The next day I read in the Ceres Courier that Fred Myers had saved a girl from drowning. I couldn't believe it! I went to the Richland Market where he worked and said, "Hey Fred, I read where you saved Linda from drowning." He said, "Well I didn't tell them that." I guess it doesn't matter who got the credit for it. At least I got to hold her in my arms for a short time.

Close call at bus stop

The smaller canal we called the Bradbury headed west, down about a mile and a half before it turned to the right a short distance, then turn back west and ran along Redwood Road for a few feet. At the corner of Central and Redwood is where we all caught the school bus. One morning, my three sisters and I and the five McCurry boys - Thornton, Danny, George, Forrest and Mitchell - and some of the neighborhood kids were waiting for the bus. We were all standing by the bridge and then we had to walk down Redwood to make room for the bus. Two of the the McCurry boys were standing by the bridge when at that moment a car coming down Central at high-speed left the road and jumped the canal right where we had all been standing just 30 seconds before. The car landed next to Mr. O'Neal's house. Bill O'Neal was a good guy but I remember he broke horses and was a pretty rough guide and was one of those men you just didn't mess with. Mr. O'Neal came out of his house, dragged this guy out of his car and held him for the police to come and get him. You could tell he was holding back his anger on the guy. If we hadn't moved when we did, we would have all been killed or badly hurt. About that time parents started showing up; most were crying and very upset, but things turned out okay that day for all of us.
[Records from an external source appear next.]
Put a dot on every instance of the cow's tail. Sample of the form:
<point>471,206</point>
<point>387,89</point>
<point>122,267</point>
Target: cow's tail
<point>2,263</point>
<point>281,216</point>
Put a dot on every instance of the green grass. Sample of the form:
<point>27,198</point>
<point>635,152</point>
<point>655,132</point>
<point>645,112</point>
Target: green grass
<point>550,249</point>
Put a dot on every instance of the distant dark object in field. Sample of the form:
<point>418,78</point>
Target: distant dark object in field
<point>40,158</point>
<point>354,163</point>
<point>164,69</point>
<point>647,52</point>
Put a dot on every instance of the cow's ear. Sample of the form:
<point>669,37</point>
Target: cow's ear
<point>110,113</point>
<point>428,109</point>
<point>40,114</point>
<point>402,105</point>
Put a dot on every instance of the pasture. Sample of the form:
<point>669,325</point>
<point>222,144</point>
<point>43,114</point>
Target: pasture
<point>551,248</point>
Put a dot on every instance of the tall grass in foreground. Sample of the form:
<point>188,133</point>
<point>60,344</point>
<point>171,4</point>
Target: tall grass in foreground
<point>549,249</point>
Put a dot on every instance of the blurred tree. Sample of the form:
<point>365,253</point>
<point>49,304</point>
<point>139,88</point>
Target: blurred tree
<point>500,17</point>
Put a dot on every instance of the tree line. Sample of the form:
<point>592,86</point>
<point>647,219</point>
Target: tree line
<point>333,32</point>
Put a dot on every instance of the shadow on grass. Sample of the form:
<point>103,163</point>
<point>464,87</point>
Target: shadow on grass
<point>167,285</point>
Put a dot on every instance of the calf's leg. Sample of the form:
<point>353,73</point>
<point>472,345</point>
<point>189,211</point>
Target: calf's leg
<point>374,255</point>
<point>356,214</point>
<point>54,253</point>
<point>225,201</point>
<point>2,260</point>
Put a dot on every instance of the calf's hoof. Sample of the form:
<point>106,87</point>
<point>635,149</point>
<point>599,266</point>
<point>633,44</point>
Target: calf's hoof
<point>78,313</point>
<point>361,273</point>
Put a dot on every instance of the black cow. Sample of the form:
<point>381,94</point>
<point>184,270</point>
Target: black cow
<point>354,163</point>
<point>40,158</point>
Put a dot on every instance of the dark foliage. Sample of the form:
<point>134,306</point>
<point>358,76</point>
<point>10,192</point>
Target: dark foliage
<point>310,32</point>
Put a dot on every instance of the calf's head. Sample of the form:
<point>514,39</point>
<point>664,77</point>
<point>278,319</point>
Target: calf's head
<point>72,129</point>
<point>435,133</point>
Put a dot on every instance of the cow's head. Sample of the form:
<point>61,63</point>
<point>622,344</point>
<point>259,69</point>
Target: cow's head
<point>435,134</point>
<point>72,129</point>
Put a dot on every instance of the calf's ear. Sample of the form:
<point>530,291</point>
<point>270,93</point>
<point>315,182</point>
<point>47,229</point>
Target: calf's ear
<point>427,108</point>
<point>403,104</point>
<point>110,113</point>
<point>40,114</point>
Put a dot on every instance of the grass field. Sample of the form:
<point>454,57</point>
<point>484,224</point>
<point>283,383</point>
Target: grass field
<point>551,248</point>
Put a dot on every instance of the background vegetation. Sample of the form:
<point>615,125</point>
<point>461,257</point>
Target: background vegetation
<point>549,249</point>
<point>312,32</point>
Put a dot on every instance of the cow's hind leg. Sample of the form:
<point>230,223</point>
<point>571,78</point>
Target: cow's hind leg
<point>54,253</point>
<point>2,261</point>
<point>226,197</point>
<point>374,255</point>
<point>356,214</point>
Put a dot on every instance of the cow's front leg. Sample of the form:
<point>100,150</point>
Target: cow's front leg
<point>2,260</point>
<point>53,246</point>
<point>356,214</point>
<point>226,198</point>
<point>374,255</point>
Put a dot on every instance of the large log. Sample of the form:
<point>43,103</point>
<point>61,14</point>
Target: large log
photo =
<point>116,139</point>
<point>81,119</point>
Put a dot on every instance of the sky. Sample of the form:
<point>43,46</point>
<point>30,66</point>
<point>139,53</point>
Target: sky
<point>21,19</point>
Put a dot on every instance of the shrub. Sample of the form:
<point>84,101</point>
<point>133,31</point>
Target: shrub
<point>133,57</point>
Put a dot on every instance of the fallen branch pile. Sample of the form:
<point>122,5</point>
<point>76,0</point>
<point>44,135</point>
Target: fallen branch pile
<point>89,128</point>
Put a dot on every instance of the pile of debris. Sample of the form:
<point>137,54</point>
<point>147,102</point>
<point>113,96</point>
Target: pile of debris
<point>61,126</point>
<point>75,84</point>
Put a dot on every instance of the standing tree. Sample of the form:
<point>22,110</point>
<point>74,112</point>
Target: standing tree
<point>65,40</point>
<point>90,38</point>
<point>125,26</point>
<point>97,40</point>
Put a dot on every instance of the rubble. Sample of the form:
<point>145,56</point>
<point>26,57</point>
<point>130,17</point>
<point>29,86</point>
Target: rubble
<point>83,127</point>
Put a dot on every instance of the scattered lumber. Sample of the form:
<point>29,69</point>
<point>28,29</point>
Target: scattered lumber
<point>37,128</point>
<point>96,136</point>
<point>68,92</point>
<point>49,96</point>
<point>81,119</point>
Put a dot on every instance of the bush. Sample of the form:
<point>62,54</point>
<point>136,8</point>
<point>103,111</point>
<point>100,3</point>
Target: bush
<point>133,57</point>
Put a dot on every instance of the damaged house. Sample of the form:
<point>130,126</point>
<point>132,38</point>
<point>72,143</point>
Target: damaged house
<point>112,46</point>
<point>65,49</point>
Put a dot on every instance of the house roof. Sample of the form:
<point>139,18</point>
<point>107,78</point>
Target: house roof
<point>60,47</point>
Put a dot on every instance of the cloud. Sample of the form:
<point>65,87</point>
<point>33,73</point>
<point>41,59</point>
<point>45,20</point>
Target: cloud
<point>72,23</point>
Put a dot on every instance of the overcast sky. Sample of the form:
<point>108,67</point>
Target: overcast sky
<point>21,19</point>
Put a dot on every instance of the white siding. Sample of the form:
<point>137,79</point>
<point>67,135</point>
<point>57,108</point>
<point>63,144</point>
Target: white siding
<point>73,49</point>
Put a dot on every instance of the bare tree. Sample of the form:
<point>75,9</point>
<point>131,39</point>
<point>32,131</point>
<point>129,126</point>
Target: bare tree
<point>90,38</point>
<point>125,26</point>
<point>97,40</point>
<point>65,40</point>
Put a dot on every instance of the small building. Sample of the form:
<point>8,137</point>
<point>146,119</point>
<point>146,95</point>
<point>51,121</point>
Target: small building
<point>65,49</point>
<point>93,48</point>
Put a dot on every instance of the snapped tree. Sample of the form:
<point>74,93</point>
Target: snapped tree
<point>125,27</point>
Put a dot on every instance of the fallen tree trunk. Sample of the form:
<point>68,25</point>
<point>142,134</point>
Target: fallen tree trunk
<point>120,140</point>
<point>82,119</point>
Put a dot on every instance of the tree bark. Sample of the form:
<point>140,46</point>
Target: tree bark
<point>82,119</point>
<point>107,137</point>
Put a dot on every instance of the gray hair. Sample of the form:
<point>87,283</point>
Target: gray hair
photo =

More than a half century has passed and sometimes I feel like I'm still under that bridge trying to swim out and being pulled back by some evil force. The Ceres Main holds many stories for so many of us who spent our youth and many summers there.

Warren Walling lived in Ceres for many years of his life. He attended Ceres and Turlock high schools, lived in Keyes for a time and also ran an auto repair business in Modesto for many years before moving to Branson, Mo. in 1988. He still has a sister who lives in the Ceres.